How do you approach messaging for a technical audience vs for a non-technical audience?
Your messaging should speak the language of the customer. If your audience is technical, you can use the language that they are familiar with to articulate the value of your product. You don't want to go too jargon-heavy, but for example, if you're product helps streamline API management, and you are selling to IT, you're going to want to use "API" in your message. If you're positioning this same product to non-IT buyers, you might say "connect disparate systems." It's the same thing, but speaking to the right audience.
If you have one product that could speak to multiple audiences, who is your primary audience? That should probably dictate your message. Or if you have a product that targets a non-technical, LOB buyer, but you know the IT department is involved in the buying process, have your messaging target the non-technical buyer, but have resources that are detailed and technical enough for IT.
The best approach for messaging a technical audience is to lead with clear and concise language. Avoid any language that is vague or ambiguous. Technical audiences can spot marketing lingo from a mile away and you will lose trust with this audience very quickly if you try speaking to them the same way you would a non-technical audience.
Here are some tips for messaging a technical audience:
Say the thing. Don't bury the lead or use too many adjectives. Just say the thing.

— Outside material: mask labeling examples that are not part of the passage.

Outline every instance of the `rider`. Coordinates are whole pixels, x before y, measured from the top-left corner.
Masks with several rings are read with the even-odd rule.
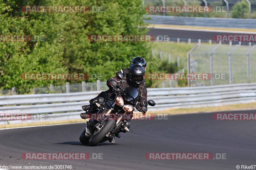
[[[140,96],[139,101],[147,100],[147,86],[145,83],[144,80],[145,69],[139,64],[134,64],[132,65],[129,69],[127,69],[127,70],[125,69],[124,69],[121,70],[121,73],[122,70],[123,70],[122,73],[124,76],[123,83],[121,83],[121,80],[117,78],[116,76],[108,79],[107,81],[107,84],[109,88],[109,89],[105,92],[102,92],[96,98],[90,100],[90,103],[91,103],[92,106],[90,113],[95,113],[96,111],[95,109],[96,107],[94,104],[96,103],[100,104],[103,103],[105,100],[107,99],[105,96],[107,96],[108,97],[113,93],[112,86],[116,87],[117,85],[117,84],[119,83],[121,87],[124,88],[132,86],[137,89]],[[128,71],[128,73],[127,71]],[[146,102],[143,102],[140,104],[140,110],[144,114],[148,111],[147,105],[148,103]],[[88,106],[89,105],[83,106],[83,107],[88,107]],[[87,110],[88,110],[89,109]],[[131,115],[132,116],[129,116],[130,118],[131,119],[132,118],[132,115]],[[89,118],[86,115],[84,115],[84,117],[85,118]],[[129,121],[130,120],[127,120],[126,124],[124,125],[128,129],[130,126]],[[115,136],[117,137],[120,137],[120,134],[119,133],[116,134]],[[114,143],[114,137],[110,138],[109,141],[111,143]]]
[[[146,71],[147,69],[147,65],[146,61],[142,57],[136,57],[133,58],[131,62],[130,66],[134,64],[139,64],[142,67],[143,67],[145,71]],[[123,69],[119,71],[119,72],[122,73],[124,77],[125,75],[128,74],[129,70],[129,69],[128,68]],[[111,93],[112,92],[112,87],[110,88],[111,86],[109,85],[109,83],[111,81],[111,79],[112,79],[110,78],[107,80],[107,85],[110,88],[109,90],[106,91],[102,92],[97,97],[89,100],[90,103],[90,105],[85,105],[82,106],[82,108],[84,110],[86,111],[91,109],[90,113],[95,113],[96,111],[96,108],[97,108],[95,103],[97,103],[100,104],[101,104],[103,103],[105,101],[105,100],[108,99],[108,96],[109,96],[109,95],[108,95],[109,93],[110,93],[111,94]],[[143,79],[143,82],[144,83],[144,85],[143,86],[143,91],[144,92],[143,93],[143,94],[142,96],[142,97],[144,98],[144,100],[147,100],[147,85],[146,85],[145,84],[145,80]],[[144,105],[146,106],[147,103],[144,102]],[[85,117],[84,118],[86,118],[86,117]]]

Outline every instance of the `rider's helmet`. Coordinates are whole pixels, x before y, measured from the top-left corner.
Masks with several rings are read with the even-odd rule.
[[[145,70],[140,65],[134,64],[129,68],[129,80],[134,85],[139,86],[141,84],[145,74]]]
[[[143,68],[144,69],[144,70],[146,70],[147,69],[147,63],[146,63],[146,61],[144,59],[144,58],[141,57],[136,57],[133,59],[131,62],[130,66],[131,66],[133,64],[139,64],[142,66]]]

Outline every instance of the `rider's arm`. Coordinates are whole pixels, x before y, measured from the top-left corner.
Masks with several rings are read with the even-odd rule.
[[[139,101],[142,100],[147,100],[147,98],[148,98],[148,91],[147,90],[147,85],[146,84],[144,84],[144,86],[143,89],[141,91],[141,93],[139,99]],[[146,102],[142,102],[140,104],[140,106],[148,106],[148,103]]]

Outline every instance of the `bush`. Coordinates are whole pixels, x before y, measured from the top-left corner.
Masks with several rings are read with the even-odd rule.
[[[232,7],[230,11],[233,18],[249,18],[249,4],[245,0],[239,1]]]

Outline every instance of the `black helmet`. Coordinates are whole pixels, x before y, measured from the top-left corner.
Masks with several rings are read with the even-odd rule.
[[[142,66],[144,70],[146,70],[147,69],[147,63],[146,61],[144,58],[140,57],[136,57],[133,59],[131,62],[130,66],[133,64],[139,64]]]
[[[129,80],[134,85],[138,86],[141,84],[145,74],[145,70],[140,65],[132,65],[129,68]]]

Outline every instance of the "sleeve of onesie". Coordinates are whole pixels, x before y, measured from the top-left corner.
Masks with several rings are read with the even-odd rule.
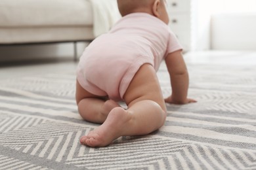
[[[169,53],[173,52],[179,50],[182,50],[182,47],[179,43],[179,40],[175,33],[170,29],[169,30],[169,41],[165,56]]]

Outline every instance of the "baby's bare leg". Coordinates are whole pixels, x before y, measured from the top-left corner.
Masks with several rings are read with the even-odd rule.
[[[148,134],[162,126],[166,107],[155,71],[148,64],[135,75],[124,96],[128,109],[116,107],[102,125],[81,138],[90,146],[104,146],[127,135]]]
[[[81,116],[89,122],[103,123],[110,110],[119,105],[106,97],[91,94],[83,89],[78,82],[76,86],[76,101]]]

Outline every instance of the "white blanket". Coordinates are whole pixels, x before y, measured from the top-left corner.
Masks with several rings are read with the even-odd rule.
[[[93,10],[93,32],[95,37],[108,32],[121,18],[117,0],[90,0]]]

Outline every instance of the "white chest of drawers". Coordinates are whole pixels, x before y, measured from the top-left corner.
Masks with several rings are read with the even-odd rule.
[[[184,52],[191,48],[191,0],[167,0],[169,26]]]

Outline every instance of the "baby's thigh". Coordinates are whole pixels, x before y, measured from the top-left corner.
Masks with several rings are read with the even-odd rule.
[[[75,99],[77,103],[85,98],[100,98],[105,100],[108,99],[107,96],[99,96],[89,92],[80,85],[77,80],[75,89]]]
[[[166,109],[156,71],[150,64],[140,67],[131,80],[124,96],[128,107],[142,100],[152,100]]]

Lead with features and performance
Use language that is familiar to them
Let a technical partner or peer tell your message with a case study or testimonial quote. A technical audience with have more trust with a peer than a marketer.

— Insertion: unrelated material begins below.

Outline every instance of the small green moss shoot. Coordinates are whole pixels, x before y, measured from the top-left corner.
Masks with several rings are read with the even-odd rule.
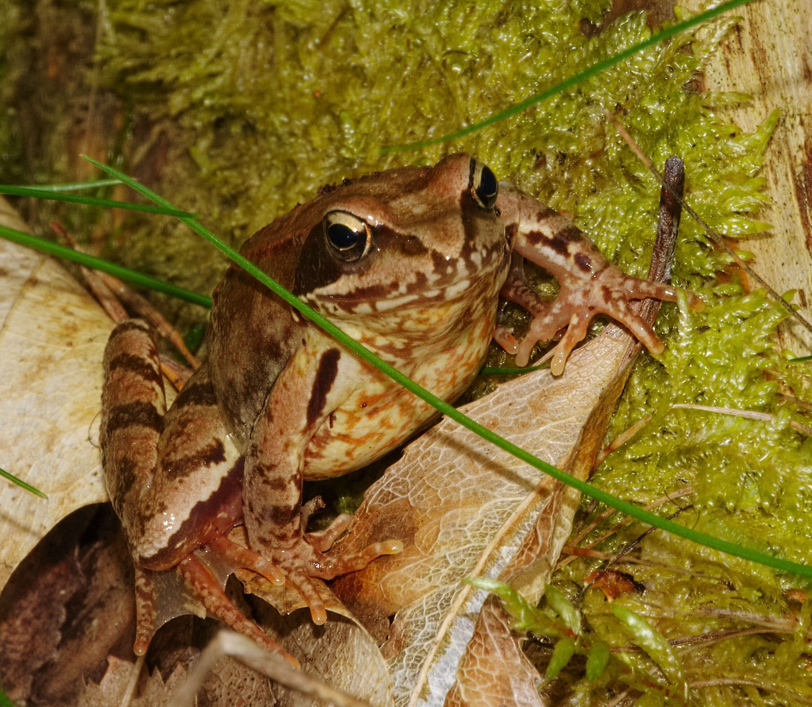
[[[107,0],[98,48],[102,85],[132,106],[113,157],[132,173],[154,159],[152,148],[164,141],[168,159],[149,186],[205,215],[209,228],[238,245],[323,184],[466,150],[500,179],[571,214],[607,256],[643,275],[659,185],[608,124],[606,106],[656,166],[671,154],[682,157],[686,199],[711,226],[732,236],[764,230],[754,218],[766,202],[758,171],[776,116],[756,132],[743,133],[724,111],[746,96],[697,89],[702,62],[735,22],[729,17],[464,140],[417,154],[380,154],[382,145],[482,119],[649,36],[645,15],[635,13],[587,37],[585,23],[599,24],[607,5]],[[4,135],[15,124],[0,120],[0,150],[12,145]],[[199,292],[210,291],[226,267],[171,219],[132,219],[107,254]],[[809,399],[812,376],[775,349],[775,327],[786,313],[761,293],[745,294],[729,258],[710,248],[688,218],[673,272],[709,306],[701,314],[684,306],[663,308],[658,327],[667,350],[659,361],[641,357],[607,437],[649,413],[654,418],[607,458],[594,483],[641,503],[693,484],[693,507],[680,522],[810,563],[806,518],[812,510],[812,440],[788,425],[792,419],[809,423],[779,393],[788,388]],[[540,273],[532,277],[542,294],[555,296],[555,282]],[[520,325],[520,313],[508,316]],[[494,349],[486,365],[513,362]],[[671,410],[673,402],[755,410],[774,419]],[[675,510],[667,505],[663,512]],[[642,530],[632,524],[600,549],[617,550]],[[689,683],[741,675],[812,696],[802,638],[810,604],[797,605],[787,595],[800,586],[798,579],[661,532],[647,536],[641,551],[645,558],[695,573],[620,566],[646,587],[642,594],[625,596],[625,605],[666,639],[753,625],[702,614],[707,605],[806,617],[794,634],[743,635],[680,652]],[[555,582],[581,603],[586,630],[596,640],[628,645],[598,588],[577,597],[594,566],[594,561],[578,558]],[[617,687],[608,678],[590,682],[582,673],[569,679],[572,705],[594,704]],[[643,699],[657,704],[661,696],[652,691]],[[692,690],[689,698],[697,705],[751,703],[787,704],[787,697],[728,684]]]

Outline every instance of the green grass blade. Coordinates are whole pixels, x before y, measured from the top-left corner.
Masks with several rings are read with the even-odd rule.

Hone in on the benefits and metrics that are important to a technical role (development time, performance, cost of implementation)
Use cases and specific applications are key! Technical audiences want to know exactly how the product will solve x, y, and z.

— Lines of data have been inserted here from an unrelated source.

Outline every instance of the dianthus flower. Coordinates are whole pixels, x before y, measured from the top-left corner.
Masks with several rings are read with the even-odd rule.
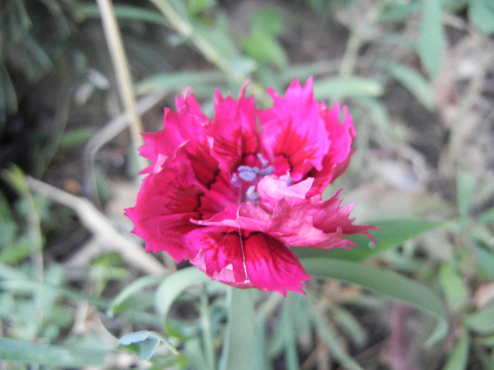
[[[295,79],[284,97],[258,109],[253,97],[223,98],[214,118],[188,90],[163,130],[144,133],[141,155],[152,164],[136,205],[126,210],[147,252],[188,260],[236,288],[303,293],[311,280],[287,246],[348,247],[343,235],[369,235],[349,219],[341,192],[321,194],[347,167],[355,137],[347,107],[314,99],[312,78]]]

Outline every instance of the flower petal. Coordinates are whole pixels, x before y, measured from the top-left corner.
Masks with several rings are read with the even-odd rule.
[[[133,233],[146,241],[147,252],[164,250],[180,261],[190,257],[183,237],[197,227],[190,219],[201,216],[203,189],[190,167],[177,161],[164,166],[164,171],[144,178],[135,206],[126,214],[134,223]]]
[[[330,149],[325,123],[312,86],[312,78],[303,87],[295,79],[284,98],[269,90],[274,100],[272,107],[258,111],[268,154],[275,159],[286,158],[296,181],[313,168],[321,170],[323,159]]]
[[[244,97],[246,87],[242,87],[238,100],[229,95],[224,99],[217,91],[215,118],[209,129],[213,140],[212,154],[219,168],[230,174],[243,156],[260,151],[254,98]]]
[[[311,279],[289,248],[261,233],[246,233],[241,242],[234,229],[204,228],[187,234],[186,242],[196,251],[191,262],[213,280],[236,288],[286,295],[287,290],[304,293],[301,281]]]
[[[193,94],[188,94],[186,90],[176,100],[176,113],[167,108],[164,109],[163,130],[156,132],[143,133],[145,144],[140,148],[140,154],[153,162],[153,165],[145,168],[142,173],[156,171],[155,164],[162,163],[159,157],[174,158],[176,151],[186,142],[192,140],[193,147],[207,145],[205,137],[201,135],[208,123],[195,100]]]

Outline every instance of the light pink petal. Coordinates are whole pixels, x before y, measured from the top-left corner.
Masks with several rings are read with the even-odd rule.
[[[188,142],[195,147],[207,147],[205,136],[205,128],[208,124],[207,118],[200,110],[193,94],[188,94],[186,90],[176,100],[177,111],[164,109],[163,130],[155,132],[144,132],[145,144],[140,148],[140,154],[156,164],[159,157],[173,158],[178,148]],[[156,171],[155,165],[151,165],[143,171],[147,173]]]
[[[197,251],[191,261],[213,280],[236,288],[305,294],[301,281],[311,278],[289,248],[261,233],[243,236],[241,242],[238,232],[227,230],[206,228],[189,233],[186,242]]]
[[[320,171],[313,169],[308,173],[315,180],[314,186],[309,193],[311,196],[320,194],[330,183],[337,178],[348,167],[354,152],[351,144],[355,138],[355,128],[347,107],[343,107],[342,122],[340,122],[341,109],[338,104],[332,109],[328,109],[321,103],[320,113],[326,123],[331,145],[323,159],[323,168]]]
[[[280,200],[266,233],[293,247],[347,247],[349,240],[342,238],[341,228],[325,232],[315,227],[308,203],[306,200],[305,204],[293,207],[285,199]]]
[[[256,188],[259,193],[259,203],[266,211],[272,213],[276,204],[283,198],[289,199],[291,206],[303,203],[314,179],[309,178],[290,185],[287,185],[289,181],[287,175],[265,176],[259,181]]]
[[[147,252],[166,251],[176,261],[190,257],[183,237],[197,228],[191,218],[199,218],[202,187],[190,168],[167,162],[164,171],[143,180],[135,207],[126,214],[134,223],[134,233],[146,241]]]

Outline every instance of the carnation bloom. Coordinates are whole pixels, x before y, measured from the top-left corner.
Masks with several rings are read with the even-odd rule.
[[[321,193],[348,166],[351,117],[314,99],[312,78],[295,79],[284,97],[256,108],[244,86],[238,100],[217,92],[214,118],[193,94],[164,111],[163,130],[144,133],[141,155],[152,164],[136,205],[126,210],[147,252],[186,259],[213,280],[286,295],[311,278],[287,246],[330,249],[368,235],[349,218],[341,192]]]

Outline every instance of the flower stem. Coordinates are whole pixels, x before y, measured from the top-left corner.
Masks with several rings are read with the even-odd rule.
[[[251,290],[229,290],[229,312],[219,369],[253,370],[255,321]]]

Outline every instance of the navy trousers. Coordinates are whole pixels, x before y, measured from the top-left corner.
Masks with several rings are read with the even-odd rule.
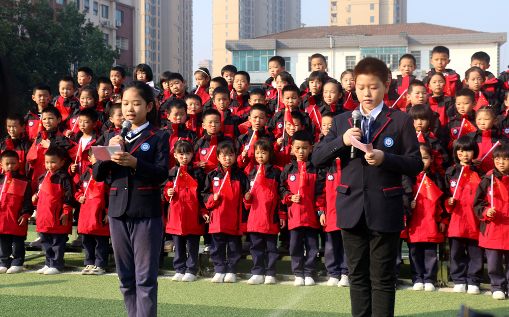
[[[100,268],[108,266],[109,237],[81,234],[81,243],[85,249],[85,265]]]
[[[335,278],[341,278],[342,275],[348,276],[341,230],[325,233],[325,262],[328,276]]]
[[[46,265],[59,271],[64,269],[65,244],[69,240],[67,234],[40,233],[41,245],[46,251]]]
[[[438,273],[438,243],[414,242],[407,243],[412,270],[412,282],[431,283],[437,281]]]
[[[25,240],[26,236],[0,235],[0,267],[23,266]]]
[[[500,291],[507,292],[507,281],[509,281],[509,250],[485,249],[488,257],[488,275],[490,276],[492,292]],[[502,257],[505,257],[503,260]],[[503,264],[505,265],[504,272]]]
[[[129,317],[157,315],[157,275],[162,217],[108,216],[120,291]]]
[[[449,237],[450,277],[455,284],[479,286],[484,276],[484,249],[479,241],[467,238]]]
[[[251,238],[249,250],[254,264],[251,273],[253,275],[275,276],[276,262],[279,256],[277,251],[277,235],[251,232],[249,237]]]
[[[212,234],[210,260],[216,273],[237,273],[237,267],[242,255],[242,236],[222,233]],[[228,260],[226,257],[228,248]]]
[[[292,271],[297,277],[317,276],[318,266],[319,230],[311,227],[297,227],[290,230],[290,255]],[[306,255],[304,255],[304,247]]]
[[[175,244],[175,256],[173,258],[173,267],[177,273],[182,274],[189,273],[193,275],[198,274],[198,252],[200,249],[200,236],[173,235]],[[186,245],[187,245],[187,251]]]

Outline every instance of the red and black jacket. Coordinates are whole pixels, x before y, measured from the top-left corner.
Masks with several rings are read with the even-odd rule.
[[[265,173],[267,188],[254,181],[260,166]],[[272,164],[257,165],[247,176],[247,190],[250,190],[252,187],[251,199],[249,201],[244,199],[249,213],[247,232],[269,235],[277,235],[279,233],[279,219],[287,219],[286,213],[280,208],[281,203],[278,189],[281,171]]]
[[[221,192],[219,199],[214,201],[214,194],[219,192],[219,188],[227,171],[234,198],[230,200]],[[229,185],[227,184],[224,186]],[[245,174],[235,165],[225,170],[221,164],[218,164],[215,169],[207,175],[202,195],[205,207],[209,211],[209,234],[222,233],[241,236],[243,233],[247,230],[248,213],[244,206],[243,199],[248,186]]]
[[[4,191],[4,184],[6,178],[5,172],[0,175],[0,192]],[[26,224],[20,227],[18,225],[20,217],[27,219],[34,212],[32,202],[32,191],[30,182],[19,171],[7,172],[8,178],[12,178],[28,184],[24,193],[19,194],[9,194],[4,192],[0,201],[0,235],[26,236],[28,226]],[[10,176],[9,175],[10,174]]]

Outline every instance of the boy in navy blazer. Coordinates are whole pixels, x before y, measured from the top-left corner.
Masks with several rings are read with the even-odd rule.
[[[384,103],[389,84],[385,64],[366,57],[355,66],[354,77],[361,128],[353,127],[349,111],[335,117],[312,161],[323,168],[341,159],[337,225],[349,271],[352,315],[393,316],[396,258],[404,227],[402,178],[417,175],[423,163],[413,119]],[[348,135],[373,143],[373,152],[357,150],[351,159]]]

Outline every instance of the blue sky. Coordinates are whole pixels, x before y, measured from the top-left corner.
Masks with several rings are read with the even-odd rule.
[[[195,1],[193,5],[193,68],[200,61],[212,59],[212,0]],[[484,32],[509,33],[509,0],[407,0],[407,22],[425,22]],[[329,0],[302,0],[302,22],[307,26],[329,24]],[[439,14],[437,11],[439,11]],[[200,43],[199,44],[197,43]],[[498,76],[509,65],[507,43],[500,46],[500,70],[489,70]],[[492,59],[495,58],[491,56]]]

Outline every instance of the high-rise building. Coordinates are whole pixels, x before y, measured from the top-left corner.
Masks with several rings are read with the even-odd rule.
[[[213,76],[233,64],[227,40],[266,35],[300,26],[300,0],[214,0],[212,4]]]
[[[407,0],[330,0],[329,25],[407,22]]]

This is a very common circumstance and can be conflated when a companies products bridge both audiences. Think of a consumer product that also has developer tool versions of their software. API's, open source etc. On one hand one core audience group simply wants to know 'will this product do what I need? whereas the other one will need a much more detailed and technical breakdown of a similar question! Similar to another question here, I would always put myself in the place of the intended audience as much as possible. If I'm a non technical customer/consumer of the product what messaging, language, content resonates with me. Where is the 'technical cutoff' point when it comes to details and jargon? Conversely, if I'm a technical buyer/user..what are the key pieces of data or information I'll expect from a given piece of content to ensure its met my expectations? This is where persona's (or the evolved version of) can be helpful as a guide to ensuring you're creating for specific audiences.
Whether the audience is technical or non technical, you just need to speak their language and use their vocabulary. Using overly simple language for a technical audience won't help build credibility with that audience; using technical language with a layperson audience will just lose them in the process.
As an example, I have been working on some language that's developer facing. With my PM team we've had some debates about some of our word choices. Language that is intuitive for them, isn't intuitive for me...but I'm not the audience. This is one of those rare cases where I'm opting for more technical vernacular because I think the audience will be looking for it and it will resonate with them.
At the end of the day, get to know your personas well and tune your messaging to speak their language, not yours.
I approach them in much of the same way. Product marketing is about storytelling, and being the advocate for your consumer. For either audience, it's about keeping things simple. Your product may provide a different benefit for each audience so make sure to have identified that first, but otherwise there's no need to reinvent the messaging style.
Assuming we’re broadly talking about a technical user, and non-technical buyer here, I would focus first on learning how each makes their buying decisions. Then follow the same structure for both—why now, how we do it, why us—but abbreviate or expand each part according to that buying process. If your technical audience is deciding based on whether they like the UI—you better spend a lot of time explaining the workflow. If your non-technical audience is buying based on ROI—you better spend a lot more time on “why now.”
But everyone—technical and non-technical—wants to know how you solve a problem. It used to be enough to just anchor on the “why” for non-technical audiences but with a much fiercer competitive landscape for nearly all markets, people are no longer just buying the topline value message. Everything they demoed this week claims the same benefit, afterall. Everyone needs some understanding of how you specifically help, and where you fit with their existing stack—what you do, and don’t do. So don’t skip that, even for “non-technical” audiences.
Technical audiences want more feature-led messaging, and your features need to be clearly differentiated from your competitors. You should also invest in content that demonstrates the competitive advantage of your features up front. Technical audiences also typically care more about cost of implementation and maintenance. It's important tie your messaging to those benefits. For non-technical audiences, you can focus your primary messaging more on unique benefits (rather than features) and the outcomes they will get from using the product.